Туристы проплыли на лодке по озеру 18 км за такое же время ,что и 15 км против течения реки

Problem Analysis

We are given that tourists traveled by boat on a lake for a distance of 18 km in the same amount of time it took them to travel 15 km against the current of a river flowing into the lake. We need to find the speed of the boat on the lake, given that the speed of the river current is 2 km/h.

Solution

Let's assume the speed of the boat on the lake is x km/h. Since the boat is traveling with the current of the river on the lake, the effective speed of the boat will be the sum of the boat's speed and the speed of the river current. Therefore, the effective speed of the boat on the lake is x + 2 km/h.
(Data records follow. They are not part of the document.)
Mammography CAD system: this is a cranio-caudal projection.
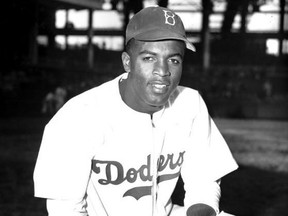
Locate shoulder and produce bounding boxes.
[169,86,202,107]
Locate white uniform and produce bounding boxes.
[34,75,237,216]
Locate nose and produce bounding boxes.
[154,60,170,77]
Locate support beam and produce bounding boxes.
[54,0,104,9]
[87,9,94,69]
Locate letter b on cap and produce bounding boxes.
[163,10,176,25]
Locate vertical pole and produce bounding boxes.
[88,9,94,69]
[29,2,39,65]
[278,0,285,56]
[202,0,211,74]
[65,9,69,50]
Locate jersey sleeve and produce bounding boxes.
[181,91,238,213]
[34,99,101,200]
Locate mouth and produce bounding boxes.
[151,82,169,94]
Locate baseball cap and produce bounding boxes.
[125,6,196,52]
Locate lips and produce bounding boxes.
[151,81,170,94]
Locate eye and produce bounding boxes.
[169,58,182,65]
[143,56,154,62]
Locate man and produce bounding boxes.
[34,7,237,216]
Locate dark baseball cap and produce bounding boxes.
[125,6,196,52]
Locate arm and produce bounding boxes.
[181,95,237,216]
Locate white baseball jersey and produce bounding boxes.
[34,75,237,216]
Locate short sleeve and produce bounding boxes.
[34,100,101,200]
[181,94,238,211]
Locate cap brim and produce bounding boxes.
[133,29,196,52]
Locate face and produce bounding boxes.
[120,40,185,114]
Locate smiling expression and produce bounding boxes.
[120,40,185,114]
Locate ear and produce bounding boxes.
[122,52,131,73]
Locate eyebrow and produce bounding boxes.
[139,50,183,59]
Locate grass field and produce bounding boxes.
[0,118,288,216]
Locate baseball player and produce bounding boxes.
[34,7,237,216]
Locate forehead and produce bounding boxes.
[131,40,185,55]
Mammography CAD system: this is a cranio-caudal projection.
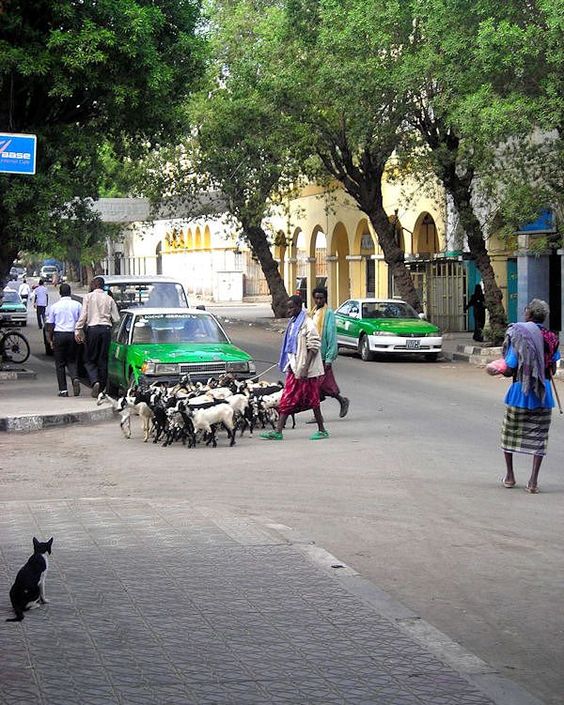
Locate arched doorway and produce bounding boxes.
[155,240,163,274]
[329,222,351,306]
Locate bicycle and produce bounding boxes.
[0,330,31,365]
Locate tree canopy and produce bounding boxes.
[0,0,205,280]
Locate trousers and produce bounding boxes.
[36,306,47,330]
[53,331,78,392]
[84,326,112,389]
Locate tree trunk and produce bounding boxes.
[318,146,423,312]
[243,223,288,318]
[444,171,507,343]
[0,240,19,292]
[365,207,423,313]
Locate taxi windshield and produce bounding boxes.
[2,289,21,304]
[362,301,418,318]
[108,282,188,311]
[132,313,229,344]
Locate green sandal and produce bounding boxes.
[259,431,284,441]
[309,431,329,441]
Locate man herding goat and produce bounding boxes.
[260,296,329,441]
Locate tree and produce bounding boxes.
[0,0,204,286]
[401,0,562,340]
[269,0,422,311]
[153,0,295,317]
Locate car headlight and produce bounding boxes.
[155,362,178,375]
[225,362,249,372]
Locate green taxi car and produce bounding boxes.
[108,308,256,395]
[0,288,27,326]
[335,299,443,361]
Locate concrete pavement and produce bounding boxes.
[0,498,540,705]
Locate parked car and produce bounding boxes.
[335,299,443,360]
[39,264,60,283]
[97,274,194,311]
[10,265,26,279]
[108,308,256,395]
[294,277,327,306]
[0,287,27,326]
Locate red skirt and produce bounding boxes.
[278,370,322,416]
[319,362,341,401]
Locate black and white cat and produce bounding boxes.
[6,536,53,622]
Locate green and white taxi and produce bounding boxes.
[108,307,256,394]
[335,299,443,360]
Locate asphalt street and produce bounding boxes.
[2,314,564,705]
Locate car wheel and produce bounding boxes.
[106,377,119,399]
[358,335,374,362]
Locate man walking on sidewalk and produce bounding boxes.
[75,277,119,398]
[33,279,49,330]
[18,277,31,308]
[45,284,82,397]
[308,287,350,423]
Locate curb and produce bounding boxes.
[0,407,114,433]
[0,368,37,382]
[267,523,544,705]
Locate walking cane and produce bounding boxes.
[549,370,562,413]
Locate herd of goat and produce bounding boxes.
[98,375,295,448]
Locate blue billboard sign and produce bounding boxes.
[0,132,37,174]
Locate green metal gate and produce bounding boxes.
[427,260,466,332]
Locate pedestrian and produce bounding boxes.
[75,277,119,398]
[488,299,560,494]
[45,284,82,397]
[18,277,31,308]
[33,279,49,330]
[260,295,329,441]
[307,287,350,423]
[464,284,486,343]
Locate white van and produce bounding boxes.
[102,274,198,311]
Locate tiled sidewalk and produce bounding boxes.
[0,500,520,705]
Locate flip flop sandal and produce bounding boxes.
[259,431,284,441]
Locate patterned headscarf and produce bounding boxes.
[503,321,546,402]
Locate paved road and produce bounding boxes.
[2,316,564,705]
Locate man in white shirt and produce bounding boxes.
[75,277,119,398]
[18,277,31,308]
[45,284,82,397]
[33,279,49,330]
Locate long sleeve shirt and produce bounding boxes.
[46,296,81,333]
[33,284,49,306]
[75,289,119,331]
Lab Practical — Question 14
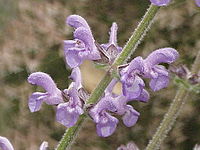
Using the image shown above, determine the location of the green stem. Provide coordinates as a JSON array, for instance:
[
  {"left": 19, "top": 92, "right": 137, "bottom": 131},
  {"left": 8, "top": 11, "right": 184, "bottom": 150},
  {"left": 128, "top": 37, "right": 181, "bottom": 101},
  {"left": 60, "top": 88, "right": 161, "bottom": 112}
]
[
  {"left": 113, "top": 5, "right": 160, "bottom": 66},
  {"left": 146, "top": 51, "right": 200, "bottom": 150},
  {"left": 56, "top": 5, "right": 159, "bottom": 150}
]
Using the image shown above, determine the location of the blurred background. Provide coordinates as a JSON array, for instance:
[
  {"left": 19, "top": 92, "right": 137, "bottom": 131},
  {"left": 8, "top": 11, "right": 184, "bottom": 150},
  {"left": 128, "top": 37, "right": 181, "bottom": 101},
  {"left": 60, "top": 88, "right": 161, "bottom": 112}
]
[{"left": 0, "top": 0, "right": 200, "bottom": 150}]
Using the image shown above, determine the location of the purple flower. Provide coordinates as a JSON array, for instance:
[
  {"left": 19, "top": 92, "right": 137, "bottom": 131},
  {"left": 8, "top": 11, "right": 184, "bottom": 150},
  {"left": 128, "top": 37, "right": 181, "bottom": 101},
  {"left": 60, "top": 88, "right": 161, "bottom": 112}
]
[
  {"left": 0, "top": 136, "right": 48, "bottom": 150},
  {"left": 56, "top": 68, "right": 84, "bottom": 127},
  {"left": 120, "top": 48, "right": 179, "bottom": 95},
  {"left": 64, "top": 15, "right": 101, "bottom": 68},
  {"left": 95, "top": 22, "right": 122, "bottom": 64},
  {"left": 101, "top": 22, "right": 122, "bottom": 53},
  {"left": 56, "top": 87, "right": 83, "bottom": 127},
  {"left": 120, "top": 57, "right": 149, "bottom": 101},
  {"left": 0, "top": 136, "right": 14, "bottom": 150},
  {"left": 39, "top": 141, "right": 48, "bottom": 150},
  {"left": 195, "top": 0, "right": 200, "bottom": 7},
  {"left": 150, "top": 0, "right": 171, "bottom": 6},
  {"left": 89, "top": 79, "right": 139, "bottom": 137},
  {"left": 117, "top": 142, "right": 139, "bottom": 150},
  {"left": 143, "top": 48, "right": 179, "bottom": 91},
  {"left": 28, "top": 72, "right": 63, "bottom": 112}
]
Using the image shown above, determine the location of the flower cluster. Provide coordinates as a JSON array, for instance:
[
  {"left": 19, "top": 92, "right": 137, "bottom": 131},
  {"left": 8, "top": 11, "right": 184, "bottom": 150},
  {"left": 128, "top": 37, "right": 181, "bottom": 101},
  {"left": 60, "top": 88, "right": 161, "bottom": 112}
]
[
  {"left": 28, "top": 67, "right": 83, "bottom": 127},
  {"left": 89, "top": 48, "right": 179, "bottom": 137},
  {"left": 28, "top": 15, "right": 178, "bottom": 137},
  {"left": 0, "top": 136, "right": 48, "bottom": 150},
  {"left": 150, "top": 0, "right": 200, "bottom": 7}
]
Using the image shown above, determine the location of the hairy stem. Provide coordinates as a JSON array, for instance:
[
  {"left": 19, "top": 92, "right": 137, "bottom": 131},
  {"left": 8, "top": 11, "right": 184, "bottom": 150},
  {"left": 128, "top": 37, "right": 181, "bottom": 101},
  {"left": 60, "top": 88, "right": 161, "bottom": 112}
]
[
  {"left": 146, "top": 51, "right": 200, "bottom": 150},
  {"left": 56, "top": 5, "right": 159, "bottom": 150}
]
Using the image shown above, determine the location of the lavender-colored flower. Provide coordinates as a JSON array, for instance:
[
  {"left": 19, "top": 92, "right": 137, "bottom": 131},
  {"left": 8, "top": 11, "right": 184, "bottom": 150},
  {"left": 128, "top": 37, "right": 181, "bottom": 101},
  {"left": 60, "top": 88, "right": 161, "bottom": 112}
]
[
  {"left": 0, "top": 136, "right": 14, "bottom": 150},
  {"left": 89, "top": 81, "right": 139, "bottom": 137},
  {"left": 95, "top": 22, "right": 122, "bottom": 64},
  {"left": 120, "top": 48, "right": 179, "bottom": 95},
  {"left": 56, "top": 87, "right": 83, "bottom": 127},
  {"left": 120, "top": 57, "right": 149, "bottom": 102},
  {"left": 117, "top": 142, "right": 139, "bottom": 150},
  {"left": 28, "top": 72, "right": 63, "bottom": 112},
  {"left": 143, "top": 48, "right": 179, "bottom": 91},
  {"left": 101, "top": 22, "right": 122, "bottom": 53},
  {"left": 195, "top": 0, "right": 200, "bottom": 7},
  {"left": 39, "top": 141, "right": 48, "bottom": 150},
  {"left": 64, "top": 15, "right": 101, "bottom": 68},
  {"left": 56, "top": 68, "right": 84, "bottom": 127},
  {"left": 150, "top": 0, "right": 171, "bottom": 6},
  {"left": 0, "top": 136, "right": 48, "bottom": 150}
]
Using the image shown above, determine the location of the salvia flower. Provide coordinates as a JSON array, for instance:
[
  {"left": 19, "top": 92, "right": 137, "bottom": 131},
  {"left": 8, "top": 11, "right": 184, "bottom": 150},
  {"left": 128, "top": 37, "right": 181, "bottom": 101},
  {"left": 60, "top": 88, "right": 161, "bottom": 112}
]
[
  {"left": 64, "top": 15, "right": 101, "bottom": 68},
  {"left": 120, "top": 48, "right": 179, "bottom": 97},
  {"left": 117, "top": 142, "right": 139, "bottom": 150},
  {"left": 100, "top": 22, "right": 122, "bottom": 64},
  {"left": 0, "top": 136, "right": 48, "bottom": 150},
  {"left": 56, "top": 68, "right": 84, "bottom": 127},
  {"left": 89, "top": 79, "right": 139, "bottom": 137},
  {"left": 150, "top": 0, "right": 171, "bottom": 6},
  {"left": 143, "top": 48, "right": 179, "bottom": 91},
  {"left": 28, "top": 67, "right": 83, "bottom": 127},
  {"left": 28, "top": 72, "right": 63, "bottom": 112},
  {"left": 120, "top": 57, "right": 149, "bottom": 101},
  {"left": 195, "top": 0, "right": 200, "bottom": 7}
]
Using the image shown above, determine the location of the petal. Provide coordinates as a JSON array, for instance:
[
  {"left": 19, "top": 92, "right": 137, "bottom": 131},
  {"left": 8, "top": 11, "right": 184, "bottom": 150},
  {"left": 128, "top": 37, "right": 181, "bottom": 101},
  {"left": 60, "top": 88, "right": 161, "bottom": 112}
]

We are also given that the boat traveled a distance of 18 km on the lake in the same amount of time it took to travel 15 km against the current of the river. This means that the time taken for both distances is equal.

To find the time taken, we can use the formula:

Time = Distance / Speed

Let's calculate the time taken to travel 18 km on the lake and 15 km against the current of the river.

For the distance of 18 km on the lake: Time1 = 18 / (x + 2)

For the distance of 15 km against the current of the river: Time2 = 15 / (x - 2)

Since both times are equal, we can set up the following equation:

18 / (x + 2) = 15 / (x - 2)

To solve this equation, we can cross-multiply and simplify:

18(x - 2) = 15(x + 2)

Expanding and simplifying:

18x - 36 = 15x + 30

Bringing like terms to one side:

18x - 15x = 30 + 36

Simplifying further:

3x = 66

Dividing both sides by 3:

x = 22

Therefore, the speed of the boat on the lake is 22 km/h.

Answer

The speed of the boat on the lake is 22 km/h.